Patients with oral cancers had a much better long-term diet if they received oral feeding and practiced swallowing exercises during radiation therapy. That’s the word from a new study. For Stacey Brill, those are words to live by.
“If we can maintain you eating and drinking throughout the course of your treatment, maintain you on the course of nutrition and hydration, make sure your pain levels are under control, your whole life is going to be better,” says Brill.
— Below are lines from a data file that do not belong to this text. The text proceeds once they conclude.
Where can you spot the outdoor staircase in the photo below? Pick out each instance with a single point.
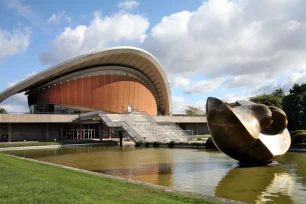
(140, 126)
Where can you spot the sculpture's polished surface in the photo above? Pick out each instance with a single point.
(249, 133)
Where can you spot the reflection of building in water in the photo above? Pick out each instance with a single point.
(282, 184)
(152, 165)
(256, 184)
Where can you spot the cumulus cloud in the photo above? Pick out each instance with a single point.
(179, 81)
(128, 5)
(102, 32)
(205, 86)
(242, 40)
(10, 84)
(58, 18)
(17, 103)
(19, 7)
(14, 42)
(179, 105)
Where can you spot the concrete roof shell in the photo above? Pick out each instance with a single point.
(129, 57)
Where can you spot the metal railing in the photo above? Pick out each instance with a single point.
(132, 134)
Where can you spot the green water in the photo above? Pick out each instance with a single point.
(207, 172)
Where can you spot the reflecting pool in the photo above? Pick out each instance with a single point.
(202, 171)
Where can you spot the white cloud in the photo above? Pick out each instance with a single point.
(179, 81)
(178, 104)
(14, 42)
(128, 5)
(205, 86)
(58, 18)
(10, 84)
(102, 32)
(19, 7)
(240, 40)
(17, 103)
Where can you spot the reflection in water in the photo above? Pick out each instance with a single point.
(207, 172)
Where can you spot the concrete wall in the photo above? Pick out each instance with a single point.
(30, 132)
(37, 118)
(111, 93)
(181, 119)
(3, 131)
(197, 128)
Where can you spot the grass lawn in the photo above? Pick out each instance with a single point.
(30, 182)
(23, 144)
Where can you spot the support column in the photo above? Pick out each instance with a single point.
(80, 131)
(109, 133)
(100, 131)
(9, 132)
(121, 136)
(47, 132)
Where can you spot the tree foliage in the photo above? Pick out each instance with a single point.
(274, 99)
(192, 110)
(294, 105)
(3, 111)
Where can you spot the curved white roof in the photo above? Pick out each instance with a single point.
(129, 57)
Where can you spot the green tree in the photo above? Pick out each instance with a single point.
(294, 105)
(268, 99)
(192, 110)
(279, 93)
(3, 111)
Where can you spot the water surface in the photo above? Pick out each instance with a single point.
(202, 171)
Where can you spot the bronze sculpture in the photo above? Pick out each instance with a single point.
(250, 133)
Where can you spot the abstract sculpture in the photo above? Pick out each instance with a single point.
(250, 133)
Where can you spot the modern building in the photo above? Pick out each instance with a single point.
(94, 95)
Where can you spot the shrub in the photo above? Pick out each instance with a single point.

Brill is a speech therapist with Lee Memorial Health System. She works with head and neck cancer patients, some who’ve lost vital parts to surgery, others have damage from radiation. Her challenge it to re-teach them how to swallow.
“In the swallowing therapy we use a combination of things. We’re going to do a modified swallow to assess the swallow function. Once we identify what’s wrong with the swallow we’re able to bring them into the clinic and put the Vitalstim electrodes on them which is going to make their swallowing muscles contract,” says Brill.
This large study showed oral cancer patients who maintained oral intake were twice as likely to eat a regular diet later. And those who stuck to swallowing exercises were four times as likely to eat normally. Working with a cancer dietitian also makes the process easier to digest.
“We can empower the patients to participate, to nourish and hydrate themselves. And nutrition is so important, the replacing possible nutrients or bi-products that are lost through the whole treatment plan,” says Valerie Butram, oncology dietitian with Lee Memorial Health System.
A key to success is being proactive, using a cancer pathway that includes feeding as part of the overall treatment plan.
“If we can start you on a home education program or a home exercise program to prevent those deficits to happen over the course of your cancer treatment, you’re obviously going to be better off,” says Brill.
Staying on top of swallowing may help cancer patients enjoy a lifetime of eating.